La coopérative agricole Val de Gascogne organisait vendredi l'événement Val Horizon, autour de la problématique « des solutions pour accélérer la transition agroécologique des exploitations agricoles du territoire ». A Lamothe, près de Mauvezin, des centaines d'exploitants ont pu s'emparer de solutions pour réduire leur empreinte environnementale et assurer une agriculture plus durable.
« Avec le défi du changement climatique, le monde agricole va devoir s'adapter. Mais, et ce n'est pas forcément connu de tous, l'agriculture peut être une des solutions pour limiter ce changement climatique. Donc la transition agroécologique c'est adapter le système agricole pour respecter au mieux la nature tout en continuant à produire de façon écologique » explique Geoffrey Goulin, responsable communication & agriculture durable à la coopérative Val de Gascogne. C'est là toute la dualité du secteur agricole, responsable en France de 20% des émissions de gaz à effet de serre, mais maillon essentiel et nécessaire du bon fonctionnement d'un pays. D'autant plus alors que la problématique de la souveraineté alimentaire, mise au jour pendant la période de pandémie, implique, à tout le moins, un maintien du volume de production actuel hexagonal.
Il n'est donc pas question de produire moins, mais de produire mieux. A cet égard, le terme à retenir serait sans doute celui d'efficience, qui sous-entend un rendement similaire sans effusion de moyens, et donc une diminution de l'utilisation de produits tels que les engrais ou les phytosanitaires.
"Pouvoir remettre les sols au coeur du système de production"
La coopérative Val de Gascogne, qui possède un service de recherche et développement, a pris le tournant de l'innovation.

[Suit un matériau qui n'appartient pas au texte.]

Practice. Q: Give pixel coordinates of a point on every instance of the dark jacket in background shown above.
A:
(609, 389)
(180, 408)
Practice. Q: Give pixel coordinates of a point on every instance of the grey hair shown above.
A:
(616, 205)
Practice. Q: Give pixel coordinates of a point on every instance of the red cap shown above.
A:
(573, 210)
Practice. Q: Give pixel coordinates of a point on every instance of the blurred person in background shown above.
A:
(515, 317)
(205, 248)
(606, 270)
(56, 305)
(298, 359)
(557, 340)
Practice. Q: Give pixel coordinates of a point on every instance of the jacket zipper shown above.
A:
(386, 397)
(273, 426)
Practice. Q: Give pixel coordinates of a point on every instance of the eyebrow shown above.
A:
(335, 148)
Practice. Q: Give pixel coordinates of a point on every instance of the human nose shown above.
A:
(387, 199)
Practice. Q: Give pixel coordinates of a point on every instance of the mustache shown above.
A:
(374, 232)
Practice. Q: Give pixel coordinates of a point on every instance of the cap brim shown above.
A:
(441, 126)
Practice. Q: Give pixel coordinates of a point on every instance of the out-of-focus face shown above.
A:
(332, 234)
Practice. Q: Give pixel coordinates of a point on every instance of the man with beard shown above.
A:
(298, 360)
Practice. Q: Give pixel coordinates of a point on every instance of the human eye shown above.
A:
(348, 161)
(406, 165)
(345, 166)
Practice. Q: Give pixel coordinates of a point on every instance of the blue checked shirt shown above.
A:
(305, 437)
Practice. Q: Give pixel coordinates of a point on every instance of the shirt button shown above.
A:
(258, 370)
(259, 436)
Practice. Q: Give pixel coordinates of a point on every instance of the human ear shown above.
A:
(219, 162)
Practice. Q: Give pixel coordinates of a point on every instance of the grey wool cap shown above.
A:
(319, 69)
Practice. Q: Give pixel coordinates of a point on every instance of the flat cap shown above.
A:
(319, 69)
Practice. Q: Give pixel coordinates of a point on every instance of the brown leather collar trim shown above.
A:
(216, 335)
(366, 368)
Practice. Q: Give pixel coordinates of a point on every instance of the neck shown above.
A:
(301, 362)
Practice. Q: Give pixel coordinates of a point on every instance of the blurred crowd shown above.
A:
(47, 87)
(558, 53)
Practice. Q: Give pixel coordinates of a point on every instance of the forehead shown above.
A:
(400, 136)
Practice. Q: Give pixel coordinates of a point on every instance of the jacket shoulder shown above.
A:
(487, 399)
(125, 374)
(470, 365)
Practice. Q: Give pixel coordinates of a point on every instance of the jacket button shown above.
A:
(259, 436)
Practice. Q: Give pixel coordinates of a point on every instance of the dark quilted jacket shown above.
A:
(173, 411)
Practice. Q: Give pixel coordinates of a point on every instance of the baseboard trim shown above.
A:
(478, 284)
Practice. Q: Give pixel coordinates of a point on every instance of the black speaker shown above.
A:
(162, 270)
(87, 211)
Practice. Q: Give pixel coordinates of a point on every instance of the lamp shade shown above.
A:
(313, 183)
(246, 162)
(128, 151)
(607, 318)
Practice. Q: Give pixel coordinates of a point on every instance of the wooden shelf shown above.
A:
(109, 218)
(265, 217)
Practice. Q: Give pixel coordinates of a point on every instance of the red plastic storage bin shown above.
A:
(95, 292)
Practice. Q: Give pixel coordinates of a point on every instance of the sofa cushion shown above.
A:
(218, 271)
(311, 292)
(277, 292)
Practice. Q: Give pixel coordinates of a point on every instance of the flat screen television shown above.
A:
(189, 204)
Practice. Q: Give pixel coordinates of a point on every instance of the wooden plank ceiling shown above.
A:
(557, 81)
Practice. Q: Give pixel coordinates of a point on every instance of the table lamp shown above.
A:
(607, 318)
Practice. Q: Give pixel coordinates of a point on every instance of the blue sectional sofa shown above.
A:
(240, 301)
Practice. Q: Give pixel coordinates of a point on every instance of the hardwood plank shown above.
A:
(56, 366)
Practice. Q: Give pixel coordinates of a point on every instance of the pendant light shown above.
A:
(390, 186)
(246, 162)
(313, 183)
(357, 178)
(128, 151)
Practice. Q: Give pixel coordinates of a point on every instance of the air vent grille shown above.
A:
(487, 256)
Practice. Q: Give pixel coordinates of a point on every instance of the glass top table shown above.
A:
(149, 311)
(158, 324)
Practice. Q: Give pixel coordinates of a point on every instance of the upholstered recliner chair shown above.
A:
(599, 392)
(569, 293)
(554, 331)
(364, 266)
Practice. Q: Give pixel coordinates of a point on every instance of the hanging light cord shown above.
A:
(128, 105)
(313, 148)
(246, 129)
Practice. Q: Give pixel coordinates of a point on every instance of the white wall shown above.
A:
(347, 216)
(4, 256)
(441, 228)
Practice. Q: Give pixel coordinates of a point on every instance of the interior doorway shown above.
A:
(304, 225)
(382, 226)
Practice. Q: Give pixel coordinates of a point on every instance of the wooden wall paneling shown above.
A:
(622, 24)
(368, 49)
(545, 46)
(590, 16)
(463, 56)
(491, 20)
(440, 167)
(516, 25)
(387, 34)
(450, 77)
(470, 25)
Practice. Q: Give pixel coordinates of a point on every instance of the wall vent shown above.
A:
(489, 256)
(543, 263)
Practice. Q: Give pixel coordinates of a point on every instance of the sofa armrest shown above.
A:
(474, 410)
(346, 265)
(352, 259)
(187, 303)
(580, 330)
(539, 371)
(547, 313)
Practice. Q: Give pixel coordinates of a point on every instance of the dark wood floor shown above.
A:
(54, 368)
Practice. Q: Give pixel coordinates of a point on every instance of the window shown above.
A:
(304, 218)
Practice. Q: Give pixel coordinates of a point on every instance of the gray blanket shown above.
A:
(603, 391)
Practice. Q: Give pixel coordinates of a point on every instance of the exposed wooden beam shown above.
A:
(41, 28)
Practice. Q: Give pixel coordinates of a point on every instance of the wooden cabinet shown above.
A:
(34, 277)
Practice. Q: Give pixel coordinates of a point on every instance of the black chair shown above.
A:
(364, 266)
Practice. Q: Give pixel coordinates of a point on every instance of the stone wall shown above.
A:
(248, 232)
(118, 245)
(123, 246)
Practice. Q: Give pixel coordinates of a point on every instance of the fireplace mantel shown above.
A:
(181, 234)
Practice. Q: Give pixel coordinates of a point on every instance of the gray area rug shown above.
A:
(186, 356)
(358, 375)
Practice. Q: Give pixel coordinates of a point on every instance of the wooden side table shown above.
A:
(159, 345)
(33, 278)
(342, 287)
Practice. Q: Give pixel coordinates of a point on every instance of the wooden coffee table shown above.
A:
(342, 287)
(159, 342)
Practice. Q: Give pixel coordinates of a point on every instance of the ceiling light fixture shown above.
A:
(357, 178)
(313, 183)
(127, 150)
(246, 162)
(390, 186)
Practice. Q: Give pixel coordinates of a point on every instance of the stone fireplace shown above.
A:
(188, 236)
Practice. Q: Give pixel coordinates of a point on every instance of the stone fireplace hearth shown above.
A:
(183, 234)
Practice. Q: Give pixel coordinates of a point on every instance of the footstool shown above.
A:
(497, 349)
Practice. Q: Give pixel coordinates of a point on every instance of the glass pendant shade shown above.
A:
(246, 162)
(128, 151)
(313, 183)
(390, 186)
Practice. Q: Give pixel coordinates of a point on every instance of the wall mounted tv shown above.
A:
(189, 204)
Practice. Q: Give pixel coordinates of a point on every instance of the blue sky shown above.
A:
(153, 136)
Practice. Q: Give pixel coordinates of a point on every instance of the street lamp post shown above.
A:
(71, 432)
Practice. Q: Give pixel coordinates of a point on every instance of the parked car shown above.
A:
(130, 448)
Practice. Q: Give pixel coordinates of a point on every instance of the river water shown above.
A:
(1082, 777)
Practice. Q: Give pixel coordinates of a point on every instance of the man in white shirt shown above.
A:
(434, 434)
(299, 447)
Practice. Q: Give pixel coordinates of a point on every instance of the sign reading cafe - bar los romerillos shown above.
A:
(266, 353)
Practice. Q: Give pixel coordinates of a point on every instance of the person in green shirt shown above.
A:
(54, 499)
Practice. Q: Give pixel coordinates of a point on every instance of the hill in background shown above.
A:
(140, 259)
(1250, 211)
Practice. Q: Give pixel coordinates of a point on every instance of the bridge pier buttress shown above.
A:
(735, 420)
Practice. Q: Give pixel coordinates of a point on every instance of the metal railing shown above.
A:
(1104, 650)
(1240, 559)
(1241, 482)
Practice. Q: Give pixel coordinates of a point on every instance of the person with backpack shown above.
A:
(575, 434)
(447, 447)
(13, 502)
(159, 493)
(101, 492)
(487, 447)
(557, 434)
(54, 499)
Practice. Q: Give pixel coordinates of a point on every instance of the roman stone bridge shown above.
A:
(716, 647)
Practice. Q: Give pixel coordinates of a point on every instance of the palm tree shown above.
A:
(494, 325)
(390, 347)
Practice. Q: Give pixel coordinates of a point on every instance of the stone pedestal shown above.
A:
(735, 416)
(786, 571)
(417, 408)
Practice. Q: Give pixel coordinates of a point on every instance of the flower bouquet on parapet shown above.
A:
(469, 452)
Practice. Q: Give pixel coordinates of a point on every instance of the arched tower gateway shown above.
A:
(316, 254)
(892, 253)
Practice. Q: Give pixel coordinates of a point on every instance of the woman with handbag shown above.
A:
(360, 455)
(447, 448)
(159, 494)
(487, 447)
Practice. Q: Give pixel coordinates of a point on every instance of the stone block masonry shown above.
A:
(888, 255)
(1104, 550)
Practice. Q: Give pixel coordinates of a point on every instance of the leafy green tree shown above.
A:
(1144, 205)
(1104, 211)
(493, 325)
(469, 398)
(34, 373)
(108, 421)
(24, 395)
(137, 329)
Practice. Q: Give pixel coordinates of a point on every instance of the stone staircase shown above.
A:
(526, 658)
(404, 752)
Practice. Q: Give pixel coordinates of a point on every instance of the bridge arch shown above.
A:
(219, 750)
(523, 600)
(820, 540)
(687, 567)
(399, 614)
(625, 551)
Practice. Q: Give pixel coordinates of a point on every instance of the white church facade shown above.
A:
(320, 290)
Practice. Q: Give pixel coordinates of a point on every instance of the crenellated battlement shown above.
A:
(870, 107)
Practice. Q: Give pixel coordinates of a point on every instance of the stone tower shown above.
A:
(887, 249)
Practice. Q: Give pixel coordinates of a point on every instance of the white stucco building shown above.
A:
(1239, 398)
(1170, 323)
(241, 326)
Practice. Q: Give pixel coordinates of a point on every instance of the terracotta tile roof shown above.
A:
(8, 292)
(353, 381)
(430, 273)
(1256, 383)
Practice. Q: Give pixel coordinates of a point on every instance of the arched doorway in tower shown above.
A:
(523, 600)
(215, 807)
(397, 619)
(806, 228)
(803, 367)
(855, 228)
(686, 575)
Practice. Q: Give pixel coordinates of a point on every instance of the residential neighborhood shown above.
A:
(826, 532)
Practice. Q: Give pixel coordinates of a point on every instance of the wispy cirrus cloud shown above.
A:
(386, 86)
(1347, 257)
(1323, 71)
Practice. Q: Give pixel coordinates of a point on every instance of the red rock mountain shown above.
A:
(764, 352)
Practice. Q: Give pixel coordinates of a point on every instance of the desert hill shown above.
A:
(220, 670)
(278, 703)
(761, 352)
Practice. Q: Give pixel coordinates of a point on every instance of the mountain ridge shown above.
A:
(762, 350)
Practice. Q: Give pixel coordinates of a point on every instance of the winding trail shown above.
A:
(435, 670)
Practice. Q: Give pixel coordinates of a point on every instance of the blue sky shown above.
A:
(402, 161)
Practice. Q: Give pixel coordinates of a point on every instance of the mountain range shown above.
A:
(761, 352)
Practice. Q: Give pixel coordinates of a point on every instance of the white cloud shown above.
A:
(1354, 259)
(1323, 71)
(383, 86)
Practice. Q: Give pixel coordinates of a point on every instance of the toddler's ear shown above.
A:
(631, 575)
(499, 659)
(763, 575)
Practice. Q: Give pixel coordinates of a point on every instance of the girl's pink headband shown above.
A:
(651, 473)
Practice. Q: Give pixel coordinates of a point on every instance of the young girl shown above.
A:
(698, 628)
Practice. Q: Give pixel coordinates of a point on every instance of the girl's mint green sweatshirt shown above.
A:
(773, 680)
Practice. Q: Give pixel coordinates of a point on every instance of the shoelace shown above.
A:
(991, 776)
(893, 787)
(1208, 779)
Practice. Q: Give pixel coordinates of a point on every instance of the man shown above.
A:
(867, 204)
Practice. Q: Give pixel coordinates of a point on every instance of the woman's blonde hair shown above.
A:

Sur les produits phytosanitaires donc, grâce à des solutions de substitution tel que les biocontrôles dont le principe repose sur la gestion des équilibres des populations d’agresseurs plutôt que sur leur éradication, en utilisant des agents naturels (macro ou micro-organismes, phéromones, substances naturelles …), mais aussi sur les démarches d'agriculture dites de précision et de conservation des sols. « Ca fait partie de la stratégie de la coopérative de s'emparer du sujet des sols. Pouvoir remettre les sols au cœur du système de production. C'est vraiment le capital de production des agriculteurs et ça nécessite de bien appréhender son fonctionnement et le remettre en état de marche d'un point de vue biologique. C'est le socle commun, s'emparer de la gestion durable des sols », explique Geoffrey Goulin, qui insiste aussi sur la possibilité d'utiliser ces mêmes sols pour stocker le carbone, nerf d'une guerre que l'Homme mène contre les effets de ses propres besoins.
En faisant intervenir ses experts lors de différentes conférences et démonstrations, Val de Gascogne, qui rayonne sur plusieurs départements au-delà de son centre de gravité gersois, a pour objectif de faire ruisseller les connaissances vers les exploitants, adhérents ou non de la coopérative. «C'est une journée asez concrète avec des solutions appliquées, approuvées, qu'on peut déployer au plus grand monde. L'idée c'est de pouvoir donner un éclairage sur les solutions qu'on donne et de montrer comment s'en emparer sur l'exploitation dès le lendemain de la journée ».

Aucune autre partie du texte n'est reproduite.